MANIFESTATIONS DE POITIERS.

1. — Le Journal de la Vienne, du 21 janvier, rapporte le fait suivant que d’autres journaux ont reproduit :

« Depuis cinq ou six jours il se passe dans la ville de Poitiers  †  un fait tellement extraordinaire qu’il est devenu le sujet des conversations et des commentaires les plus étranges. Tous les soirs, à partir de six heures, des bruits singuliers se font entendre dans une maison de la rue Neuve-Saint-Paul habitée par mademoiselle d’O…, sœur de M. le comte d’O…Ces bruits, d’après ce qui nous a été rapporté, font l’effet de détonations d’artillerie ; de violents coups semblent frappés sur les portes et sur les volets. On avait d’abord cru pouvoir en attribuer la cause à quelques plaisanteries de gamins ou de voisins malintentionnés. Une surveillance des plus actives a été organisée. Sur la plainte de Mlle d’O…, la police a pris les mesures les plus minutieuses : des agents ont été apostés à l’intérieur et à l’extérieur de la maison. Les explosions se sont produites néanmoins, et nous tenons de source certaine que le sieur M…, brigadier, a été, pendant l’avant-dernière nuit, surpris par une commotion telle qu’il ne peut même aujourd’hui s’en rendre compte.

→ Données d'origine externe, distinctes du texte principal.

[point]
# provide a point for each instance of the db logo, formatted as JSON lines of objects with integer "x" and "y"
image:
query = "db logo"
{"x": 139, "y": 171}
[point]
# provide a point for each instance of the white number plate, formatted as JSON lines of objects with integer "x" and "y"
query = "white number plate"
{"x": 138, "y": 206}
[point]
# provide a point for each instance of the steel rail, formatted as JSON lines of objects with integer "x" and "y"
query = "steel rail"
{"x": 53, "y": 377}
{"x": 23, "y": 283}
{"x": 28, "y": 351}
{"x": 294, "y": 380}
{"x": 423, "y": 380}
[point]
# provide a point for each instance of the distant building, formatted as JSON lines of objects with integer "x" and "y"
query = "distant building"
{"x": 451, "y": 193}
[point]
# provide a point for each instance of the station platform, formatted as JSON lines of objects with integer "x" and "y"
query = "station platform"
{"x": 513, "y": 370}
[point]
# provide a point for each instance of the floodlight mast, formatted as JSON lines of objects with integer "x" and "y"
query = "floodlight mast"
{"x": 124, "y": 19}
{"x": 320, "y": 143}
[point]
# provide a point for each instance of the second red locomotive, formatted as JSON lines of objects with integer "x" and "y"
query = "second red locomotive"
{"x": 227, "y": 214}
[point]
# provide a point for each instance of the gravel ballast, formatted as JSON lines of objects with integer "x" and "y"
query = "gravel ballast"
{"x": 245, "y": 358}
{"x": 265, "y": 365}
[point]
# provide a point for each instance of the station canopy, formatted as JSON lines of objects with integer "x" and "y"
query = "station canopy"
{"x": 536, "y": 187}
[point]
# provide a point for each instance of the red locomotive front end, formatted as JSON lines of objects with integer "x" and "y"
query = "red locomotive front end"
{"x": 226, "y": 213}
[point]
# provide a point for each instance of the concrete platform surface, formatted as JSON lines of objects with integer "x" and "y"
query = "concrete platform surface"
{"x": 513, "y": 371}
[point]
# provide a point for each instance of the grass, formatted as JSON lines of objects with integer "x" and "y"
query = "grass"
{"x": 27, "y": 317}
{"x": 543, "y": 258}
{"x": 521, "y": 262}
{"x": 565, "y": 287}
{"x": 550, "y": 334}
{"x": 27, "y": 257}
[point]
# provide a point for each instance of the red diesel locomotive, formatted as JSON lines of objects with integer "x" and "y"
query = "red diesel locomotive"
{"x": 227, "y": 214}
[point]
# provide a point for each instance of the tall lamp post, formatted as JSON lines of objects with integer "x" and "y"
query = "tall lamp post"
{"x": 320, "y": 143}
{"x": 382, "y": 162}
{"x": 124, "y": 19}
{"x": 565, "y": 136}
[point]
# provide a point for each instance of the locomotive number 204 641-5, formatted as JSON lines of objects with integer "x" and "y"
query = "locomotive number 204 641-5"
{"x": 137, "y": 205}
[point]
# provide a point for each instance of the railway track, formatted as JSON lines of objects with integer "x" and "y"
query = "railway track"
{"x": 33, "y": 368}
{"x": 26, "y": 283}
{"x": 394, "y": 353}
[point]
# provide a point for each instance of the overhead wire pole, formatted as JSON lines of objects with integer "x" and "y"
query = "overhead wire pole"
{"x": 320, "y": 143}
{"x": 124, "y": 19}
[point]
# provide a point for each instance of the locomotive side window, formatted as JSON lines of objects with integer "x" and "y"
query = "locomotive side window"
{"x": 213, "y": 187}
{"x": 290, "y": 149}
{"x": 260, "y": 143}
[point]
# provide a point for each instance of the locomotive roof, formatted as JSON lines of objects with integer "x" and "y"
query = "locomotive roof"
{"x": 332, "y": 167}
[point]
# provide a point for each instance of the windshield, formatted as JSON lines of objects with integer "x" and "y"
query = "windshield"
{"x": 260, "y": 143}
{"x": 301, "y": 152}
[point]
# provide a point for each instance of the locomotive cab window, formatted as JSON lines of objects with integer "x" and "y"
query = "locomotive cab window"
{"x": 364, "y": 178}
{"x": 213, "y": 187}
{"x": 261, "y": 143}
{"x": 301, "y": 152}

« Notre ville tout entière se préoccupe de cet inexplicable mystère. Les enquêtes faites par la police n’ont jusqu’à présent abouti à aucun résultat. Chacun cherche le mot de cette énigme. Quelques personnes initiées à l’étude du Spiritisme prétendent que des Esprits frappeurs sont les auteurs de ces manifestations, auxquelles ne serait point étranger un médium fameux, qui cependant n’habite plus le quartier. D’autres rappellent qu’un cimetière a existé autrefois dans la rue Neuve-Saint-Paul, et nous n’avons pas besoin de dire à quelles conjectures elles se livrent à ce sujet.

« De toutes ces explications, nous ne savons quelle est la bonne ; toujours est-il que l’opinion est fort émue de cet événement, et qu’hier soir une foule si considérable s’était rassemblée sous les fenêtres de la maison d’O…, que l’autorité a dû requérir un piquet du 10e chasseurs  †  pour faire évacuer la rue. Au moment où nous écrivons, la police et la gendarmerie occupent la maison. »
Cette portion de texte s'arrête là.